Egypt's Revolt, Part II: A Role Model in India?

MUMBAI, February 14, 2011 - Like the rest of the world, India has been closely watching the events unfolding in the Middle East, keenly attuned to the happenings in Egypt. In light of the Jasmine Revolution in Tunisia and Egypt, pundits across India are questioning whether similar protests can happen in India, where statistics of growth rate, inflation, and unemployment bear similarities. Regardless, most experts seem to agree that with its strong tradition of democracy and its openly vocal public, India is unlikely to go down the same path.

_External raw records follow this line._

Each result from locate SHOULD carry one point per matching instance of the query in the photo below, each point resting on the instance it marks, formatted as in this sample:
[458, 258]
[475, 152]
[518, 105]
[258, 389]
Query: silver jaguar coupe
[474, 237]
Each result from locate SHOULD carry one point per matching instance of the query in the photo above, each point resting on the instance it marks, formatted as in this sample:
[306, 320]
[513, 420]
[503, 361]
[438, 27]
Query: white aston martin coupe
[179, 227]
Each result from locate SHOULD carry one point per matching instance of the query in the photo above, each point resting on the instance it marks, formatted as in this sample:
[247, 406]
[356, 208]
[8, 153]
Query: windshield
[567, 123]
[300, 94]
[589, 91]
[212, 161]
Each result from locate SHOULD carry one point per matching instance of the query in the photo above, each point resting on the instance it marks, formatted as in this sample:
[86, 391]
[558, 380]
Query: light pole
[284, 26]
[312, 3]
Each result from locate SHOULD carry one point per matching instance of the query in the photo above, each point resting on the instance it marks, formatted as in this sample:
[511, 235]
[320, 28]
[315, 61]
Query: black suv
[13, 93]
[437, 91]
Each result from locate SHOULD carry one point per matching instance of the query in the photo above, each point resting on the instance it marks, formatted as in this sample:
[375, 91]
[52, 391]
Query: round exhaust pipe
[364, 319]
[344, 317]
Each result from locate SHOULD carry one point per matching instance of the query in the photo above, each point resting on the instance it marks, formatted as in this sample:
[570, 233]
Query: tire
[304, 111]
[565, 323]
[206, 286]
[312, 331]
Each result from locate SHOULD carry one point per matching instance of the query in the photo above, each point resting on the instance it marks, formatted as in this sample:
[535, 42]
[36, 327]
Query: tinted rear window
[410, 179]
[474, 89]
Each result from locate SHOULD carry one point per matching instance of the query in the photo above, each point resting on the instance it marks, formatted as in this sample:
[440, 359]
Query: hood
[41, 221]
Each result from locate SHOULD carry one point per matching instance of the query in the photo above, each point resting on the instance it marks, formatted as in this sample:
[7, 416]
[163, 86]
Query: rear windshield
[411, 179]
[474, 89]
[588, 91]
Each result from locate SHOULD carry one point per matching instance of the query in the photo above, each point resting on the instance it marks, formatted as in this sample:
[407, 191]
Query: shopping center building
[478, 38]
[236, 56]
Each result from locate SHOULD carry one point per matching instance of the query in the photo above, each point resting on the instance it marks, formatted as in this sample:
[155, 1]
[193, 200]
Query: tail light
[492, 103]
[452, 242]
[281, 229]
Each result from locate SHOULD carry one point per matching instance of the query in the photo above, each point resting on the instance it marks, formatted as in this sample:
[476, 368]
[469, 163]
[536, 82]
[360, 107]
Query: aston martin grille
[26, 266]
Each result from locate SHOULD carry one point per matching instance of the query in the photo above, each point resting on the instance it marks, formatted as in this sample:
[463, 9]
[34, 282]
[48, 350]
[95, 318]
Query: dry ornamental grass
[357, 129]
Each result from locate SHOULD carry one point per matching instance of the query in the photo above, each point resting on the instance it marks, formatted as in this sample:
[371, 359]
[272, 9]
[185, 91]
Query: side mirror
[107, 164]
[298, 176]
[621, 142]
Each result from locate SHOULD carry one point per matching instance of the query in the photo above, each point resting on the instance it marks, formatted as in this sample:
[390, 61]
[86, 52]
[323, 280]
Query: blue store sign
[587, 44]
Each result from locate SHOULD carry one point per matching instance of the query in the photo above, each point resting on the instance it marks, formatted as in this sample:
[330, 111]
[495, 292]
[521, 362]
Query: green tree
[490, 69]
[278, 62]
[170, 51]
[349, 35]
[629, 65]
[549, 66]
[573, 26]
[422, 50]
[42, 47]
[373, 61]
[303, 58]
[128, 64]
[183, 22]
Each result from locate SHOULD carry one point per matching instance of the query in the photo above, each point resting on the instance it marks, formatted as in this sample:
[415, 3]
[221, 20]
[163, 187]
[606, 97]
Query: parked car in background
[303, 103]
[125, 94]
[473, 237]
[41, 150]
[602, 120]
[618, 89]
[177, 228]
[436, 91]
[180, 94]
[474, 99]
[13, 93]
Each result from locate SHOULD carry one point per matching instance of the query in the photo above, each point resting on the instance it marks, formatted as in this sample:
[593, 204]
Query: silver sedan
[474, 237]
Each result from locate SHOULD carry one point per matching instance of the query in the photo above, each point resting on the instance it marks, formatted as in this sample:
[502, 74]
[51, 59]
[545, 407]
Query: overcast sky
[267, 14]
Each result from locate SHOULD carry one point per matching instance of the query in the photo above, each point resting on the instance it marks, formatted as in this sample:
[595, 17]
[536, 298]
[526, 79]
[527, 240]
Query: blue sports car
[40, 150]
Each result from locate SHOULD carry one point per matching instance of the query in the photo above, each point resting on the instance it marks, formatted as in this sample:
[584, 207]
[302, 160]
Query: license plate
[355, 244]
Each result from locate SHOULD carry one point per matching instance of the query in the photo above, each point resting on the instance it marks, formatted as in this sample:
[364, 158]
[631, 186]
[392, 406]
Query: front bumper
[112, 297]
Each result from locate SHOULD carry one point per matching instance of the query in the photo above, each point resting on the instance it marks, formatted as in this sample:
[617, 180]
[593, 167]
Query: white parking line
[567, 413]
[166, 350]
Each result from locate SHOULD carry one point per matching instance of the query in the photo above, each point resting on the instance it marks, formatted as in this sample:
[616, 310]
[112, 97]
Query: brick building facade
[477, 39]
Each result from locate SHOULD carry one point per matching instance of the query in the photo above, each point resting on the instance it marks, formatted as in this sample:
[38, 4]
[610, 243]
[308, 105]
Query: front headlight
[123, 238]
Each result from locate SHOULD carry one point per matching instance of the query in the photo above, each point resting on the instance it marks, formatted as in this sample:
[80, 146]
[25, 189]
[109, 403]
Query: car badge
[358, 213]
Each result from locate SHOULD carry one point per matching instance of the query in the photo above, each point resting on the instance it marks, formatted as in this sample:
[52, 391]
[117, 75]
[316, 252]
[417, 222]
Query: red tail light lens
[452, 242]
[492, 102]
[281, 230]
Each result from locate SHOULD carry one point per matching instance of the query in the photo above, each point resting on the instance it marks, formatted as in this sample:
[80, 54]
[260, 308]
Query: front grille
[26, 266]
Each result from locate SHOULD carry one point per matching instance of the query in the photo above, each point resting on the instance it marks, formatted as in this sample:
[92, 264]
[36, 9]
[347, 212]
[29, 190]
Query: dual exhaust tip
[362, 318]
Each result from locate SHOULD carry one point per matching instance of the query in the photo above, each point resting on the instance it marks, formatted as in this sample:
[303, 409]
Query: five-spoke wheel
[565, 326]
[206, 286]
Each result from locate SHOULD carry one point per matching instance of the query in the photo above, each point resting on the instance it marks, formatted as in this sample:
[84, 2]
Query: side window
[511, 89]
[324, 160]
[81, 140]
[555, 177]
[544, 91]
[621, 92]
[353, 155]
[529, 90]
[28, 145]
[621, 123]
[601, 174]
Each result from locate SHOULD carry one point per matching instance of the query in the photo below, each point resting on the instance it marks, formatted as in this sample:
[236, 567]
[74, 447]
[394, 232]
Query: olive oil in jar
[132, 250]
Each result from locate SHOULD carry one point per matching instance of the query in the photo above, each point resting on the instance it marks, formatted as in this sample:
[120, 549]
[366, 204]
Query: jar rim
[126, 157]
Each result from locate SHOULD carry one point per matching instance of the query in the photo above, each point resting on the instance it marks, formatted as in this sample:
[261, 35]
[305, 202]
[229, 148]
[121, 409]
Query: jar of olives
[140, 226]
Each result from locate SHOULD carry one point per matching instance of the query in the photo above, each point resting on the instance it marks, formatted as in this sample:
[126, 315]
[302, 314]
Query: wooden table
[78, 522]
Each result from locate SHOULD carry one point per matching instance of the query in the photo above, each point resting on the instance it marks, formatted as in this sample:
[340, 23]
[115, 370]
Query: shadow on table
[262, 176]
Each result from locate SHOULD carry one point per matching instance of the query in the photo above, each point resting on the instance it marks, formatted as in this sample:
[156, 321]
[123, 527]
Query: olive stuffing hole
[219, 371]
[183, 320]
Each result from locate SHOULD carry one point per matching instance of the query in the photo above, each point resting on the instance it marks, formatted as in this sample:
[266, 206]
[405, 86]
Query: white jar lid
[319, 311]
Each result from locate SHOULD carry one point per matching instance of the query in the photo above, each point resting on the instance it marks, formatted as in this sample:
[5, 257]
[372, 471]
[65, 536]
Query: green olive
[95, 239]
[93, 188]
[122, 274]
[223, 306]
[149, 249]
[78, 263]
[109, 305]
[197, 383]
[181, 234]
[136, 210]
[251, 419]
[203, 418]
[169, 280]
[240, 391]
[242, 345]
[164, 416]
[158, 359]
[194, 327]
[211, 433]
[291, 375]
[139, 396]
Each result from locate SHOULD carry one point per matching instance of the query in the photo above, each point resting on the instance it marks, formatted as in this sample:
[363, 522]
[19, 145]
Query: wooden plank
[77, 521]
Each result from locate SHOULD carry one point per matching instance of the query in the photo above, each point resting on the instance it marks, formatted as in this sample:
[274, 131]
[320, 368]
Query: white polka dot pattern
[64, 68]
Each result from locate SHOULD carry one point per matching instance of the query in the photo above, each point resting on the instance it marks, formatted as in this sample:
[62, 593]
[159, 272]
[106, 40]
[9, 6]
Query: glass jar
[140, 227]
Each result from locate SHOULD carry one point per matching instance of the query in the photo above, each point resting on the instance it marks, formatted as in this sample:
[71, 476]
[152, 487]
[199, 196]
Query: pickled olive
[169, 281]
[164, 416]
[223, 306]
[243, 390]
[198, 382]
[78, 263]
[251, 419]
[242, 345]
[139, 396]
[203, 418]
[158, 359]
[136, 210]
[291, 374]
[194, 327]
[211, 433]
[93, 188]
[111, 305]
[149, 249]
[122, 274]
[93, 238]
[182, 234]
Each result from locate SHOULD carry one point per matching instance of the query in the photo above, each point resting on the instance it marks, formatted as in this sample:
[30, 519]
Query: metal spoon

Nonetheless, Egypt's instability has policy implications for the world's largest democracy. Ver Marwah of the Centre for Policy Research in Delhi suggests that one of the successes of Mubarak’s regime was its ability to keep the Muslim Brotherhood relatively inactive. While the Brotherhood has not been particularly aggressive to date in its enforcement of conservative Islamic principles, the space left from the removal of the Mubarak government could cause a more reactionary response. For India, there is a concern that a rise of fundamentalist tendencies emanating from Egypt could have resonance in politically volatile parts of India, such as Jammu and Kashmir.

Many have remarked on India’s decided choice to stay silent in the early days of demonstrations, tempering its association with either side of the debate. External Affairs Minister SM Krishna stated that while the Indian government supported the Egyptian people’s right to democracy and freedom of press, the protests are a matter internal to the Egyptian nation. While India may lack the same political history with Egypt that the United States has, leaders of India and Egypt have always been close in contact, with frequent diplomatic meetings through their history. Mubarak most recently visited India in 2008, in the wake of increased Indian investment in Egypt. Economically, India has a vested interest in a stable Egypt.

Economic issues, in fact, seem to be at the forefront of India’s concern when it comes to unrest in Egypt. Primarily, how will limited access to resources in Egypt, primarily oil, affect the economy of India, and already rising fuel prices? Commodity and fuel prices are likely to rise further due to the centrality of the Suez Canal as a trade route between the two countries.

While not a vast contributor, remittance will play a small role in Egypt’s economic tie to India. Citi’s analysis of the effect of the protests on the Indian economy concluded that 48% of remittance to India comes from the Middle East (USD 26 billion). Of that, however, only USD 3.7 million comes from Egypt. 

Following Mubarak’s resignation from the Egyptian presidency and departure from Cairo on February 11, US Secretary of State Hillary Clinton has been in touch with SM Krishna to discuss the role India can play in helping Egypt build its fledgling democracy. As former Asia Society Bernard Schwartz Fellow Pramit Pal Chaudhuri wrote yesterday in the Hindustan Times, “Encouraging engagement between Indian and Arab civil society—corporations, academics, media, and NGOs—should now be at the forefront of Indian diplomacy. Nothing resounds more in the Arab world today than the success of Indian democracy.”